Hello,
I am a beginner in CUDA. I am trying to copy a complex struct with pointers and arrays on the device but I get illegal memory access with the arrays. I am using cudaMalloc() and cudaMemCpy().
How I can correctly copy the struct on the device without errors?
Copying a struct of arrays to device memory is no different from independent arrays. You need to make sure you use cudaMalloc on each struct item. Could you provide that code you’re trying to implement?
That looks correct to me. I suggest starting with a smaller example that just performs cudaMemcpy to confirm you’re doing everything correctly.
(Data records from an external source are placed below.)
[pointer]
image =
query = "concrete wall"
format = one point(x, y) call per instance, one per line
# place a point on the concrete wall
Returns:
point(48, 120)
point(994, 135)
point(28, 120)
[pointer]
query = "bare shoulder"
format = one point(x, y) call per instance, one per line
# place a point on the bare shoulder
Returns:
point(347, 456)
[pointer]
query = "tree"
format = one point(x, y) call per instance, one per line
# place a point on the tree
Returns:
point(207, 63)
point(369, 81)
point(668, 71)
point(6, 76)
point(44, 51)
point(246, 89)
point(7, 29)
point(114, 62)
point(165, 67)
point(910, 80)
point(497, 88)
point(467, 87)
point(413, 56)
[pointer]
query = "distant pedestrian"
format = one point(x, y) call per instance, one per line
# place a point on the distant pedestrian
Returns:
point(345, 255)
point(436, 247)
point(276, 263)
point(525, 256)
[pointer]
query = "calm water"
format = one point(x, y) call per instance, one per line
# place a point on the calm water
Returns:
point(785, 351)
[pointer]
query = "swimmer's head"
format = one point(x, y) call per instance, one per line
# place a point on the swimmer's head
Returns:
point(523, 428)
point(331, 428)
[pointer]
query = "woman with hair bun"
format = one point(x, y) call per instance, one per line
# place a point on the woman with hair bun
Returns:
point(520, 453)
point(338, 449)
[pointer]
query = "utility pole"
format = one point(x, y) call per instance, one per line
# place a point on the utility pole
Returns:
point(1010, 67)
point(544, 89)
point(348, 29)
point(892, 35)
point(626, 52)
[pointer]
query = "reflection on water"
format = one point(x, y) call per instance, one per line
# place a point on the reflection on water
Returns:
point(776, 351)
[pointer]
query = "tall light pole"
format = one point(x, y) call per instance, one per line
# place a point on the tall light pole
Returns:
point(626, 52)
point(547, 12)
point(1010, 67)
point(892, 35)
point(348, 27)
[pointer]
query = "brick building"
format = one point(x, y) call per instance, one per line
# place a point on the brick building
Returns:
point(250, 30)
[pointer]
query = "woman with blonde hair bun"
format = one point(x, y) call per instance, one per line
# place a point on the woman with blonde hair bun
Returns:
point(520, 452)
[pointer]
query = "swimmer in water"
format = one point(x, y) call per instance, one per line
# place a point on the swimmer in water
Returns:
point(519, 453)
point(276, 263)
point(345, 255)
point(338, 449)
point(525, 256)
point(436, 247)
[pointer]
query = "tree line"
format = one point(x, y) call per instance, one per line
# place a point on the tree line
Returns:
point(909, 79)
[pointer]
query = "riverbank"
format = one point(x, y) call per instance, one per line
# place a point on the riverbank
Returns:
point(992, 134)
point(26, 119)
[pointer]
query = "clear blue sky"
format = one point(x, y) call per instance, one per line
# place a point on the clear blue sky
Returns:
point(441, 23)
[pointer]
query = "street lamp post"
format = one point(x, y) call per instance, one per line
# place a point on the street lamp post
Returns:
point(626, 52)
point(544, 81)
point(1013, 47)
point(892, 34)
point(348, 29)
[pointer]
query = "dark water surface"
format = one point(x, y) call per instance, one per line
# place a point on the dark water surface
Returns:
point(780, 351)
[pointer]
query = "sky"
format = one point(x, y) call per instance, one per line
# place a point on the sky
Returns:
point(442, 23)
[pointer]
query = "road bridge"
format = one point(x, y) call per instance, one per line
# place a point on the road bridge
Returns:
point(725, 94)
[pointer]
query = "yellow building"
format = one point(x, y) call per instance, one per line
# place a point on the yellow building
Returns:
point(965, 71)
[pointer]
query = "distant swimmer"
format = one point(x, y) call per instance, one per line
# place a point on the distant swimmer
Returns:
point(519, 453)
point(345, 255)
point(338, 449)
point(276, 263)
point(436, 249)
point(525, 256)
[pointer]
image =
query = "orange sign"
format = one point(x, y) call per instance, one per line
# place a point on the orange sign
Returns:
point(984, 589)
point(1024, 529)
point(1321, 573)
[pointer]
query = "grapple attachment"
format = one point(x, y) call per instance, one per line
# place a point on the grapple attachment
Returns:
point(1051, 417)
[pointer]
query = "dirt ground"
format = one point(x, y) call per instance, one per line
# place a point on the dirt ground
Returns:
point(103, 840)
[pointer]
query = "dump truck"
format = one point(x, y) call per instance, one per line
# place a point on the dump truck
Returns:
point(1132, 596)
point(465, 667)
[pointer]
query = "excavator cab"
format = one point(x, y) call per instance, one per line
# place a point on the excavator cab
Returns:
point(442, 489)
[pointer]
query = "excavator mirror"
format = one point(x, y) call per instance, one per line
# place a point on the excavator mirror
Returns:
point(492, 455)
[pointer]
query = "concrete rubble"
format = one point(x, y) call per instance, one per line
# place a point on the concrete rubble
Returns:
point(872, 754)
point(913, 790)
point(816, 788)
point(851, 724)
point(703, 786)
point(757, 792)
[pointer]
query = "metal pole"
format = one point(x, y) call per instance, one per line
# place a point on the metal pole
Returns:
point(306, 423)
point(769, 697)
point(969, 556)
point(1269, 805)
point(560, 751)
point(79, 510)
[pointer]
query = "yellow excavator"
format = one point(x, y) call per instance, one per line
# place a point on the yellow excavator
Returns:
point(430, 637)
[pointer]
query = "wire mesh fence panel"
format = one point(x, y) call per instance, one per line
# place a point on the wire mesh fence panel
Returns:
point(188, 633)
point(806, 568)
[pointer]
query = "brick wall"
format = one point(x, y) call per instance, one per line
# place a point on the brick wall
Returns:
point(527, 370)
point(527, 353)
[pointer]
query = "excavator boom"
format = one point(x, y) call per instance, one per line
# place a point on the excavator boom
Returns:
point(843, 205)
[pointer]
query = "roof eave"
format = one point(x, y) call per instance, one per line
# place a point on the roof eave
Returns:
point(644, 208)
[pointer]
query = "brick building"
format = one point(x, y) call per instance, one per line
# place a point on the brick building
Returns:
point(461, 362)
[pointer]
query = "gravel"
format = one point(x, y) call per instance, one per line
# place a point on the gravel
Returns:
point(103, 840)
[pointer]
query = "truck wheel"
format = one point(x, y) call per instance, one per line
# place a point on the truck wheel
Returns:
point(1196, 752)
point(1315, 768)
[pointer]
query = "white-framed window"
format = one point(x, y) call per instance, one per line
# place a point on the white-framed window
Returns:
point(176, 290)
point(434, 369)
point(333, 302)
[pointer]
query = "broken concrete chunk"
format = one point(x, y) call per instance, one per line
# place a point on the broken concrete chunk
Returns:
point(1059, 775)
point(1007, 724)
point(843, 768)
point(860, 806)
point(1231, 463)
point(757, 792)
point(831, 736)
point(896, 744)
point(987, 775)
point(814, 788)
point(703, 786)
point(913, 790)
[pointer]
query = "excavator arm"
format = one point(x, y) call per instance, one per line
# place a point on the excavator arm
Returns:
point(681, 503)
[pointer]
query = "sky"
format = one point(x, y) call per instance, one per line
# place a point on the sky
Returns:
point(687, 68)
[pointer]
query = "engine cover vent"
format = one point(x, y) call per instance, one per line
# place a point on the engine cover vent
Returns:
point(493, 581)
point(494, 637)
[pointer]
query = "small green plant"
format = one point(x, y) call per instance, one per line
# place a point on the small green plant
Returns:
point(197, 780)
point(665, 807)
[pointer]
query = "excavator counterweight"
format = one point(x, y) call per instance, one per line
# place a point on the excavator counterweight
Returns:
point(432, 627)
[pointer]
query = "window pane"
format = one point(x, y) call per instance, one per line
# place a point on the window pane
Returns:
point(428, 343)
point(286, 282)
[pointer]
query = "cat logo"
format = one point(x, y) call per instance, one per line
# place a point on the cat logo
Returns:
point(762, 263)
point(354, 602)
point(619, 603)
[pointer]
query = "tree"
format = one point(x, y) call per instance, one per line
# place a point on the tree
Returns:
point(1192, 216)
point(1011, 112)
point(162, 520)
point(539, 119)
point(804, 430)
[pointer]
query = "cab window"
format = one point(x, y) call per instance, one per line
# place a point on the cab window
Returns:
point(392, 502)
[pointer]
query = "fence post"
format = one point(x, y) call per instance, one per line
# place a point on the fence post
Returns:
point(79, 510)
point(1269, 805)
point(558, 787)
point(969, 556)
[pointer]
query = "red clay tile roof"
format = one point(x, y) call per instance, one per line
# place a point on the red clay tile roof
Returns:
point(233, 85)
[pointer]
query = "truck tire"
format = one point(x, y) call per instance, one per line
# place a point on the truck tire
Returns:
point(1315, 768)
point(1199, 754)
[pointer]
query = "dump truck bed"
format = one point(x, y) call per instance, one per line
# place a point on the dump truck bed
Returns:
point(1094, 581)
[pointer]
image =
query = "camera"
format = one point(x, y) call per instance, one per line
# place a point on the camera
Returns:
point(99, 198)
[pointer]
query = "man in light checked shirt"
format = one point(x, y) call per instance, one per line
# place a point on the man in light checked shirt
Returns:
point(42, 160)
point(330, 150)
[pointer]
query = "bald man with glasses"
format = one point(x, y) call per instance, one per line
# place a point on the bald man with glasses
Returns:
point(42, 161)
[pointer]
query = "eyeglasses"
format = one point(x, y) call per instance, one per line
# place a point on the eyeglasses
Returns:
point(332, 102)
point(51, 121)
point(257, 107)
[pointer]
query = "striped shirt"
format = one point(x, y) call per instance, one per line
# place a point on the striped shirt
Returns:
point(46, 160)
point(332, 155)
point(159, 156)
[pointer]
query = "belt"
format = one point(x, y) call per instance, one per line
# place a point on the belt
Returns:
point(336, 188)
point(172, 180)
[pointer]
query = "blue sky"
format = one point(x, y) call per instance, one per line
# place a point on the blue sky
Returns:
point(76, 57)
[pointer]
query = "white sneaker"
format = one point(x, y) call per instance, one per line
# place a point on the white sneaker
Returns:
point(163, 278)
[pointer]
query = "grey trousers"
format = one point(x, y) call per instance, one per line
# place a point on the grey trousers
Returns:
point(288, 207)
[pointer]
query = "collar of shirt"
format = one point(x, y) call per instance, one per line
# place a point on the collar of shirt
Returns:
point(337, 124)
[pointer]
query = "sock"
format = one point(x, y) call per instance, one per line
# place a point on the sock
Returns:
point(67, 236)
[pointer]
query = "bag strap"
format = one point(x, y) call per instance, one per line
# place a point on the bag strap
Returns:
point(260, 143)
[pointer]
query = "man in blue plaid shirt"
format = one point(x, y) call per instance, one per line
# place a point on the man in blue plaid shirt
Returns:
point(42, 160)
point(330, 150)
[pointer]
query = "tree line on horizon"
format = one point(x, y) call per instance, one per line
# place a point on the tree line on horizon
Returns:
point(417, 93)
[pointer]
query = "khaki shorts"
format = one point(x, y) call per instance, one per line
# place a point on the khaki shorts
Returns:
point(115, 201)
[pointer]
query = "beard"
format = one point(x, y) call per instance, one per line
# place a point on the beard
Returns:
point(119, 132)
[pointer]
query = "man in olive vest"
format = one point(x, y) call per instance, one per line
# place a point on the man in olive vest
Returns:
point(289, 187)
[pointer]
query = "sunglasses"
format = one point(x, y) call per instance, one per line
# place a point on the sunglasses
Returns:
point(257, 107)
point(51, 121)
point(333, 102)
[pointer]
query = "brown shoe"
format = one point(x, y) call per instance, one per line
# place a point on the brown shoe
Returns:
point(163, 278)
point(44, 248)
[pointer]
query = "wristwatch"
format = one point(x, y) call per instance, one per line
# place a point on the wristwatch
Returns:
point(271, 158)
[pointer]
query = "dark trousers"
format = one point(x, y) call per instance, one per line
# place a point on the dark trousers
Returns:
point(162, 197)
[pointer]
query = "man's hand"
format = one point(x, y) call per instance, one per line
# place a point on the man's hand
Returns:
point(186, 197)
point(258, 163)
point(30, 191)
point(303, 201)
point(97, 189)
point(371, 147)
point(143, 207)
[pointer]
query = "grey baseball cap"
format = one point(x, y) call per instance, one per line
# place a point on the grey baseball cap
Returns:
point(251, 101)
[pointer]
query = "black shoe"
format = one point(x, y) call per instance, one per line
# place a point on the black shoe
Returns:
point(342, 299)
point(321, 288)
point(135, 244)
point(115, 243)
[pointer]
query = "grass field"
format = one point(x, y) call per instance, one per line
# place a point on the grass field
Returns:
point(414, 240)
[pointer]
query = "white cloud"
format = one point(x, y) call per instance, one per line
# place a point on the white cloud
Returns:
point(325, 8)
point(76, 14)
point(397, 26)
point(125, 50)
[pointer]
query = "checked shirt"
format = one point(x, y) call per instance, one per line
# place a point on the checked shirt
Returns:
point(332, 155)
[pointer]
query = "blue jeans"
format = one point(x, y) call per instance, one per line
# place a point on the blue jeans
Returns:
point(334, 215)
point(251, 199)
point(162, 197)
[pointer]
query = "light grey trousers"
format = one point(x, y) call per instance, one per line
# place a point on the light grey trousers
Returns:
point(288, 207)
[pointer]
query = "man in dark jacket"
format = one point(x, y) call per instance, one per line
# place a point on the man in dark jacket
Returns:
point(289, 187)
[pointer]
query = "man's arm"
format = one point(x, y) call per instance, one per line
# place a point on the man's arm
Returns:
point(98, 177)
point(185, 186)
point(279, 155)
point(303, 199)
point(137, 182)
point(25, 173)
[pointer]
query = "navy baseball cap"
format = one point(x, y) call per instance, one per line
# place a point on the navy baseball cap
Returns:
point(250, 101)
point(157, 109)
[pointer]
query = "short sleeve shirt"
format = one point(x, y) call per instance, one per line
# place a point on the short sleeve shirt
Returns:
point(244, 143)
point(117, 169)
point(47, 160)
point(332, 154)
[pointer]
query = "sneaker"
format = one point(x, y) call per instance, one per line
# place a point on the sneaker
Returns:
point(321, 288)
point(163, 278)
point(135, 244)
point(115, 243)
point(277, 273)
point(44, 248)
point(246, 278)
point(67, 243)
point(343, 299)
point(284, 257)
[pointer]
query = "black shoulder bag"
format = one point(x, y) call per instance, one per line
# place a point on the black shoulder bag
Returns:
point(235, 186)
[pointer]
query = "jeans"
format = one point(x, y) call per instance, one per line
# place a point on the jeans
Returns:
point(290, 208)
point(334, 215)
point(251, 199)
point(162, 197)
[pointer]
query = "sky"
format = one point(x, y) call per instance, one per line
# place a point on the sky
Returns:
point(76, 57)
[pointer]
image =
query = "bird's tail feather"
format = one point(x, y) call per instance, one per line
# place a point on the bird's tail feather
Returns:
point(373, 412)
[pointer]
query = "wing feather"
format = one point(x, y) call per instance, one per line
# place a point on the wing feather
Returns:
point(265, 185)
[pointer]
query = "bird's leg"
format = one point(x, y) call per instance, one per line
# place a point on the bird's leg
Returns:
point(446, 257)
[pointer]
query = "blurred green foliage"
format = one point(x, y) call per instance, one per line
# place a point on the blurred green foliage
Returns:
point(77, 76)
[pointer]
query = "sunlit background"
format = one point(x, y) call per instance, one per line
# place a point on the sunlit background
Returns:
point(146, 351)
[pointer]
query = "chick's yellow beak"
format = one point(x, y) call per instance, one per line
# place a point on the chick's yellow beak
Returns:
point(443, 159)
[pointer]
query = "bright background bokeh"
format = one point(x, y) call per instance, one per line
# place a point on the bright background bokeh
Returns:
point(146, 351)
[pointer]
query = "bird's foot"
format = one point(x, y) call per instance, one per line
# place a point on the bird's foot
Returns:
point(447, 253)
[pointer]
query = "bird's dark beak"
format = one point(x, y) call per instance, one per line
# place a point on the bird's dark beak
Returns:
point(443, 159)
You might find one at the NVIDIA Developer blog https://devblogs.nvidia.com/.
When you are copying pointer types to the GPU, you have to do a deep copy. Each pointer has to get a new value pointing to the newly allocated device memory. If there is a pointer to host memory left, it will lead to a crash of the kernel.
Alternatives to manual deep copies:
use index-oriented or use value-oriented data structures instead of pointers
use managed memory (see mnicely’s link) or zero-copy host memory. Both are slower than global device memory.
use C++ data structures with defined ownership of member variables. Then you can either use member variable types that manage their memory on their own or do have a copy constructor and copy assignment operator, which handle the deep copies.
All in all, the GPU is not well suited for data structures with pointers. A single index (as in the example of the OP) typically works well, but pointers to pointers are often a sign to reformulate the algorithm.